Fiktives Bewerbungsinterview für eine Schulleitungsstelle

Bewerbungscoaching – Unterstützung für den Berufsfeldwechsel

Der zweite CAS Quereinstieg Schulleitung schliesst im Juni 2023 ab. Die Absolvent:innen haben sich während eines Jahres mit der Führung einer Schule und der Frage, ob sie den Einstieg in den Schulbereich machen wollen, auseinandergesetzt. Bei einem Ja stehen sie nun vor der Herausforderung, eine passende Schulleitungsstelle zu erhalten. Parallel dazu müssen sich die Entscheidungsträger:innen in den Schulgemeinden damit auseinandersetzen, ob sie sich auf eine branchenfremde Schulleitung einlassen. Im Bewerbungscoaching treffen die Absolvent:innen mit Schulbehörde-Mitgliedern zusammen, um sich darauf vorzubereiten. Natalie Glatthaar Brändle erklärt den Ablauf.

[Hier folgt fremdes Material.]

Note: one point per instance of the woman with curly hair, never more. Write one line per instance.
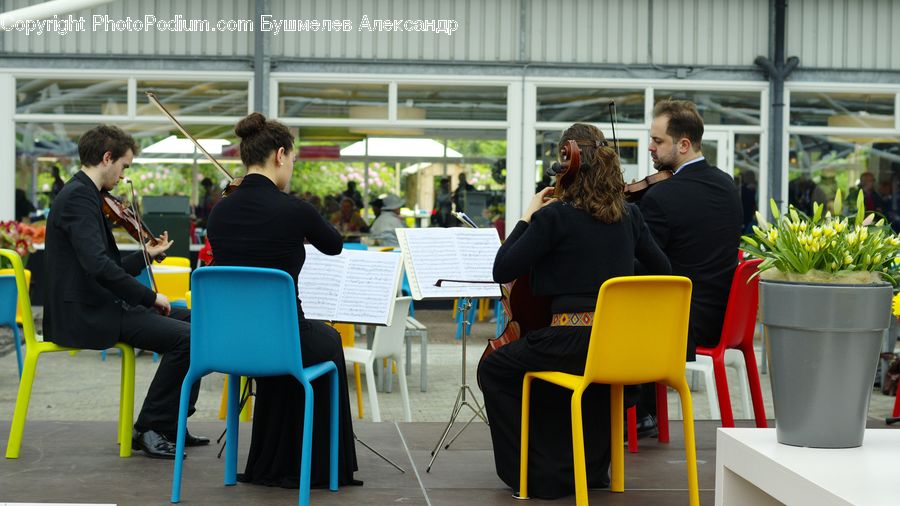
(570, 244)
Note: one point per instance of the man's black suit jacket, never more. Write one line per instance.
(696, 218)
(87, 280)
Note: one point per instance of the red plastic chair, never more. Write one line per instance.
(737, 333)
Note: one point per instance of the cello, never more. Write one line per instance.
(525, 311)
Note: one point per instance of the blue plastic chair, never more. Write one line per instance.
(250, 336)
(9, 296)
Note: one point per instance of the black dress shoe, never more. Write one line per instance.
(646, 426)
(153, 444)
(189, 439)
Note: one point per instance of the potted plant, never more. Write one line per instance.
(825, 303)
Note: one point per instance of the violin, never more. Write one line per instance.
(233, 182)
(120, 214)
(634, 191)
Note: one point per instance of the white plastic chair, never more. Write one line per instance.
(387, 343)
(733, 360)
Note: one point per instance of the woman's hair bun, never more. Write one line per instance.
(250, 126)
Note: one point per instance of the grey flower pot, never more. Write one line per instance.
(824, 344)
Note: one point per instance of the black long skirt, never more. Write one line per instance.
(276, 441)
(551, 472)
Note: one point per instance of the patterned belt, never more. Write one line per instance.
(585, 319)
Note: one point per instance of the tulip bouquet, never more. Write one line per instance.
(829, 248)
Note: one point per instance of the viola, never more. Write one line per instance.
(122, 215)
(636, 190)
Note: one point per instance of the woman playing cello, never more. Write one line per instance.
(570, 244)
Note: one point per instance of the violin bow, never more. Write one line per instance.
(612, 113)
(155, 100)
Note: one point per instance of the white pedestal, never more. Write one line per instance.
(752, 468)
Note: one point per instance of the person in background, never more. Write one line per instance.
(58, 183)
(24, 207)
(383, 228)
(443, 205)
(352, 194)
(696, 218)
(459, 195)
(347, 219)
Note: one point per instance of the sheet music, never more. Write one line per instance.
(353, 287)
(450, 253)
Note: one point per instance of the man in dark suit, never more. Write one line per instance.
(93, 299)
(696, 218)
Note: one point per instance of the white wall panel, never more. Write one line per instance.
(850, 34)
(148, 42)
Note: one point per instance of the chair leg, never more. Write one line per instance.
(690, 449)
(247, 412)
(223, 403)
(333, 433)
(736, 361)
(373, 393)
(183, 400)
(232, 426)
(523, 441)
(404, 392)
(616, 409)
(721, 378)
(759, 409)
(578, 450)
(631, 413)
(17, 429)
(662, 412)
(17, 337)
(709, 381)
(126, 402)
(306, 452)
(358, 378)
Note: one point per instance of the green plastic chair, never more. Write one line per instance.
(33, 350)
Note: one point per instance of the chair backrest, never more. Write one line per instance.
(389, 340)
(244, 321)
(176, 261)
(640, 330)
(21, 295)
(743, 302)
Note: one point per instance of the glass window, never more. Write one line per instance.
(819, 165)
(719, 107)
(590, 105)
(486, 103)
(189, 98)
(856, 110)
(315, 100)
(71, 96)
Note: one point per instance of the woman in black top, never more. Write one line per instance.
(258, 225)
(570, 245)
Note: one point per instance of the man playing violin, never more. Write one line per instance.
(93, 299)
(696, 218)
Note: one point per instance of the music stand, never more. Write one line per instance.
(465, 304)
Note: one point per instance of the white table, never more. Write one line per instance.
(753, 468)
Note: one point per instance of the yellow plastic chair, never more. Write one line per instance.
(173, 284)
(626, 348)
(33, 350)
(348, 340)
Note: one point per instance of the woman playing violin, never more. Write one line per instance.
(569, 244)
(259, 225)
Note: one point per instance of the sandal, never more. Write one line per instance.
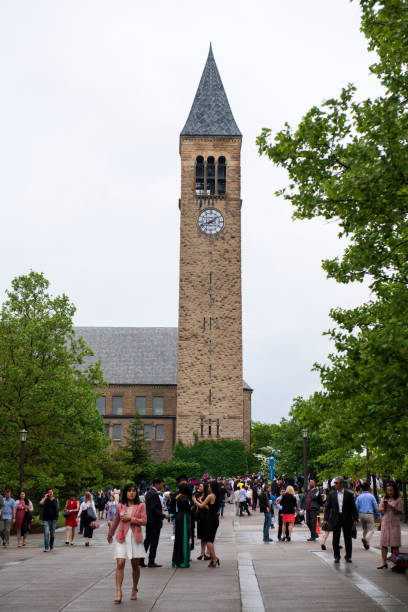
(133, 597)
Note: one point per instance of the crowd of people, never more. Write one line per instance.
(135, 516)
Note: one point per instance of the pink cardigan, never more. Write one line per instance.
(138, 518)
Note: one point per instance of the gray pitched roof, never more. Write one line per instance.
(134, 355)
(210, 114)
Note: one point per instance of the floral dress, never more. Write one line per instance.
(391, 523)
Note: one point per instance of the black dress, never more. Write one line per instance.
(200, 519)
(211, 524)
(182, 540)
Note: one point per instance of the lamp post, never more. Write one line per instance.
(23, 438)
(304, 436)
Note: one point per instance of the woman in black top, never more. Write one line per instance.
(288, 503)
(212, 503)
(201, 519)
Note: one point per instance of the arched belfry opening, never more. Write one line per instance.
(221, 176)
(210, 175)
(200, 175)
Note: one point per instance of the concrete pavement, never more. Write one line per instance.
(253, 576)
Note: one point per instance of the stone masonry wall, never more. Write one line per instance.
(210, 313)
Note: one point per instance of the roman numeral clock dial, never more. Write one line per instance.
(210, 221)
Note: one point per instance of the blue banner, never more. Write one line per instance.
(271, 468)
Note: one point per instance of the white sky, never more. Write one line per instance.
(94, 95)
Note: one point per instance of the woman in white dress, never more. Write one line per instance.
(129, 518)
(88, 510)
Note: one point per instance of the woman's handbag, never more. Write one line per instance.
(95, 525)
(91, 514)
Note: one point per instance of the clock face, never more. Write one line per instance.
(210, 221)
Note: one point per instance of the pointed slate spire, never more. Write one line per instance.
(210, 114)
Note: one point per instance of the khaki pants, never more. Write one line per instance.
(367, 523)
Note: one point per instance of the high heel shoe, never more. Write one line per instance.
(134, 597)
(116, 600)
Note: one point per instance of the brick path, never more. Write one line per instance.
(253, 576)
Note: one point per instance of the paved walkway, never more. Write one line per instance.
(253, 576)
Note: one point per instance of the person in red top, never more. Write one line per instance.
(130, 516)
(71, 521)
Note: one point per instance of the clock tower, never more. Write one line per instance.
(211, 401)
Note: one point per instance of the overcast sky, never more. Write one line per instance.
(94, 95)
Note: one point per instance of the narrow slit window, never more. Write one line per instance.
(200, 175)
(221, 176)
(210, 176)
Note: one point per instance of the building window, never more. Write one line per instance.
(221, 176)
(117, 432)
(158, 406)
(117, 405)
(210, 176)
(200, 175)
(101, 405)
(141, 405)
(148, 432)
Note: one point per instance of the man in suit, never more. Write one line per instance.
(154, 523)
(313, 502)
(341, 513)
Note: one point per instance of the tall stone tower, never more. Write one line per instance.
(210, 398)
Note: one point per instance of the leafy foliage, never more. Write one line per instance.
(347, 162)
(218, 458)
(46, 389)
(286, 440)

Unsere Gesellschaft ist über die vergangenen Jahrzehnte pluralistischer geworden. So gibt es keine selbstverständliche Kultur und Zugehörigkeit mehr. In unserer westlichen Gesellschaft gibt es die Freiheit, sich zu entscheiden und auch einmal etwas auszuprobieren. Und der Beruf als eine der wichtigen Säule unserer Identität ist ein Teil davon. Laufbahnen werden zunehmend individueller. Das Konzept der ‘Boundaryless Career’ von Arthur und Rousseau in der Laufbahnforschung bildet diesen Trend ab.

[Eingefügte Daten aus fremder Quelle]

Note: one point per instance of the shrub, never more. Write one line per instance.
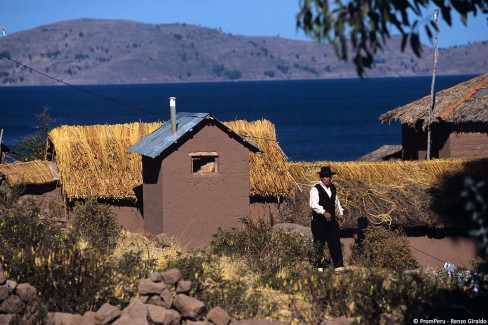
(68, 276)
(263, 249)
(9, 195)
(361, 293)
(209, 286)
(97, 225)
(383, 248)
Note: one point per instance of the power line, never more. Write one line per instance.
(79, 88)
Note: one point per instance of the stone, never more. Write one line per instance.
(172, 276)
(163, 316)
(8, 319)
(183, 286)
(155, 300)
(64, 319)
(166, 299)
(88, 318)
(3, 292)
(11, 285)
(147, 287)
(26, 292)
(106, 314)
(144, 298)
(134, 314)
(156, 277)
(218, 316)
(11, 305)
(189, 307)
(163, 240)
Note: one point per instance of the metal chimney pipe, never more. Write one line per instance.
(172, 110)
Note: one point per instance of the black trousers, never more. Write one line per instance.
(327, 232)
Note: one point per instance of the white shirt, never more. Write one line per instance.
(314, 201)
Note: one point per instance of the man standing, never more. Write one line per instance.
(326, 209)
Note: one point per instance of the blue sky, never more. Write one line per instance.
(245, 17)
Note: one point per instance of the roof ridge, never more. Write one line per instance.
(443, 115)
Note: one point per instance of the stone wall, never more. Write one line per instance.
(162, 299)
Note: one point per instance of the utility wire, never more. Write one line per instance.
(79, 88)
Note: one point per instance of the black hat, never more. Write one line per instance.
(325, 171)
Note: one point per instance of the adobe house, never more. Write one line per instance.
(421, 197)
(195, 174)
(459, 122)
(93, 162)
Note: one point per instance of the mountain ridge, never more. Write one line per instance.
(99, 51)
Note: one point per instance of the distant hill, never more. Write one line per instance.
(92, 51)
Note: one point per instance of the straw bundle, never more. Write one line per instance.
(93, 160)
(396, 192)
(269, 175)
(31, 172)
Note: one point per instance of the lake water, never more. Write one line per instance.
(328, 119)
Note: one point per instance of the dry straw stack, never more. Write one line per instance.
(93, 160)
(395, 192)
(31, 172)
(269, 174)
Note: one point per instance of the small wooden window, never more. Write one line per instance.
(204, 162)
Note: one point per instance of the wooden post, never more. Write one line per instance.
(432, 101)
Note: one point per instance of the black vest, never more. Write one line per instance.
(328, 203)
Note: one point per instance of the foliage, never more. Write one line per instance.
(131, 267)
(69, 275)
(34, 146)
(386, 249)
(97, 225)
(263, 249)
(209, 286)
(361, 293)
(367, 24)
(475, 194)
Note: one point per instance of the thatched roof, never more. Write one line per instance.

Individuen in Wissensberufen steuern ihre Karrieren dynamisch über die Grenzen der Branche. Oft ist es selbst gewollt, manchmal sind diese Wechsel jedoch aufgrund äusserer Umstände notwendig. Und die Schule ist für viele Berufsleute ein attraktiver beruflicher Schritt – häufig wird hierbei der Sinn als ein zentraler Faktor für die Attraktivität genannt.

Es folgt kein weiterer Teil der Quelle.